I personally grow cat grass in the wintertime for my cat, Biscuit. She doesn’t typically eat a lot of greenery around the house, but during the winter months I find her chewing on the fern-like house plants now and then so I bring out my cat grass seed and prepare a small planting for her. Cat grass (or common oats) is extremely easy to grow and among the fastest germinating seeds I have encountered.
Simply prepare a small container with potting soil almost to the rim; spread the large, oblong seeds in a single, non-overlapping layer; cover them lightly with additional soil; and water thoroughly. Place the container in a sunny window and keep moderately moist – adding water every other day. I have a southeasterly window in my bathroom that I use which provides ample morning sunshine. In this case, I find the oats begin to sprout within three days.

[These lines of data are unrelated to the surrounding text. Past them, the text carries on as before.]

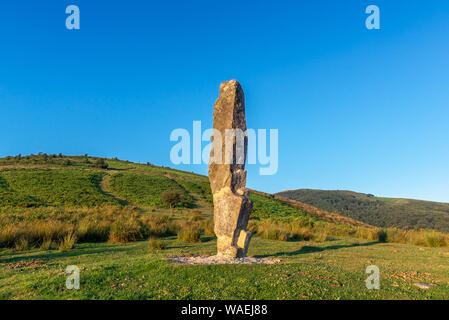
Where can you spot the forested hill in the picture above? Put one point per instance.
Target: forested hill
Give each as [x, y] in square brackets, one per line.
[377, 211]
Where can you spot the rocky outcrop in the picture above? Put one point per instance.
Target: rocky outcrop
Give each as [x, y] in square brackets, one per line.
[227, 173]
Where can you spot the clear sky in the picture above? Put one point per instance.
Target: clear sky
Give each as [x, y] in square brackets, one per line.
[357, 109]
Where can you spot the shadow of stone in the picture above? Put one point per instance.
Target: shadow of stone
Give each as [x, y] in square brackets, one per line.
[207, 238]
[312, 249]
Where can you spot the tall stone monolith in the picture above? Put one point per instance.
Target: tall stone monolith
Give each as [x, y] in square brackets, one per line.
[227, 173]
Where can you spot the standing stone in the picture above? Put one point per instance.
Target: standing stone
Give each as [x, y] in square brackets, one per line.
[228, 178]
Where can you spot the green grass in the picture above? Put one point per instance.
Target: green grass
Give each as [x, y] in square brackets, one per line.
[146, 190]
[330, 270]
[35, 187]
[266, 207]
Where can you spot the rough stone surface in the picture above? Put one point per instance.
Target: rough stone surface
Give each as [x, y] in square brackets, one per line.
[228, 176]
[222, 260]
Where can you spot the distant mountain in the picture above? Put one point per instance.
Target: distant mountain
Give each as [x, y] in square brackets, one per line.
[381, 212]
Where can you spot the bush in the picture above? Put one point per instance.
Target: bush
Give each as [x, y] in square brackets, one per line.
[189, 233]
[90, 230]
[208, 227]
[22, 245]
[68, 242]
[100, 163]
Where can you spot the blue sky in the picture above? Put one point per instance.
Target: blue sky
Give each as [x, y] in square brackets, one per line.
[357, 109]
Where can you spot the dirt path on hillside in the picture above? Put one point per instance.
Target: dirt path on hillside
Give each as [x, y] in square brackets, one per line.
[106, 190]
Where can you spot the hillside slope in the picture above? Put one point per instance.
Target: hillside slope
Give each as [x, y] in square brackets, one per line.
[376, 211]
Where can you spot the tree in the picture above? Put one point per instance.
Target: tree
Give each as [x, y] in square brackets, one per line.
[171, 197]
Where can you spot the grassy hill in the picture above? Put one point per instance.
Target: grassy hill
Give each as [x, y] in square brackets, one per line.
[376, 211]
[107, 217]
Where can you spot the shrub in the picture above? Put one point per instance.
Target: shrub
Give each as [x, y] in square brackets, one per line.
[208, 227]
[100, 163]
[158, 225]
[47, 244]
[126, 230]
[68, 242]
[156, 244]
[196, 216]
[171, 198]
[435, 239]
[189, 233]
[90, 230]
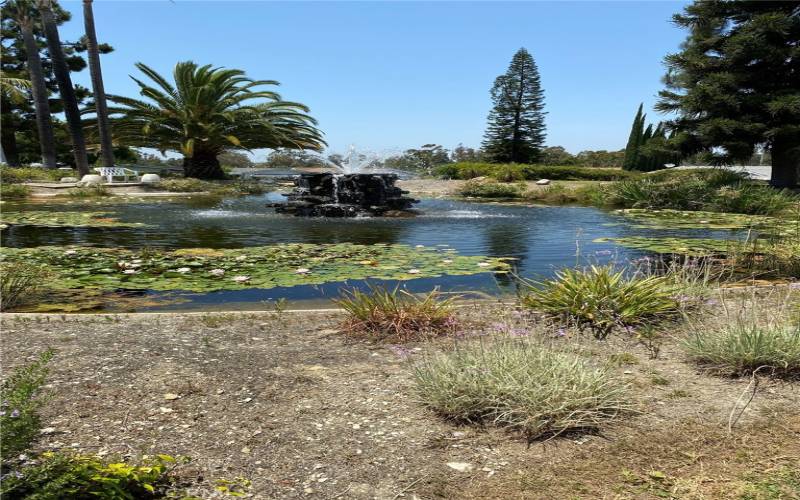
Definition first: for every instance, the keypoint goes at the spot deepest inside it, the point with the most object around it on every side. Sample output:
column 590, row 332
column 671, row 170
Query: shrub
column 15, row 175
column 744, row 346
column 396, row 315
column 520, row 385
column 185, row 185
column 513, row 172
column 98, row 191
column 601, row 298
column 14, row 191
column 703, row 189
column 19, row 283
column 20, row 401
column 61, row 475
column 491, row 189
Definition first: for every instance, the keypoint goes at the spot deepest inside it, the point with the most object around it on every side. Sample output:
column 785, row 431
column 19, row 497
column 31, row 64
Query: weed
column 20, row 401
column 19, row 284
column 14, row 191
column 517, row 384
column 396, row 315
column 601, row 298
column 741, row 347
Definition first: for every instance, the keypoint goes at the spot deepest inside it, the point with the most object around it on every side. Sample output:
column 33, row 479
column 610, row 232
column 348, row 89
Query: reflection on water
column 541, row 239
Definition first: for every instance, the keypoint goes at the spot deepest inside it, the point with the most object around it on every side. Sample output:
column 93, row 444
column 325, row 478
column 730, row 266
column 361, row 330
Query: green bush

In six to seven days, you should have a nice, thick patch of bright green grass about 4 inches in height. Place the container where your cat can easily find it, either near water and food bowls, or, as in my case – the bathtub! Allow your cat time to partake of the greens and then return the container to the window for more sunshine and added water.
After your cat chews down the first patch of grass, you should start completely over. Again, you do not want any of the leftover grass to mature and produce awns, so beginning anew is best. After all, it takes only a week to grow a new batch of greens.
If you have a cat that tends to munch on greenery that you aren’t sure is healthy for him, you may wish to invest in planting organic cat grass seed. While it may not correct his potential nutrient deficiencies, chances are it is quite a bit healthier than the other options around the house!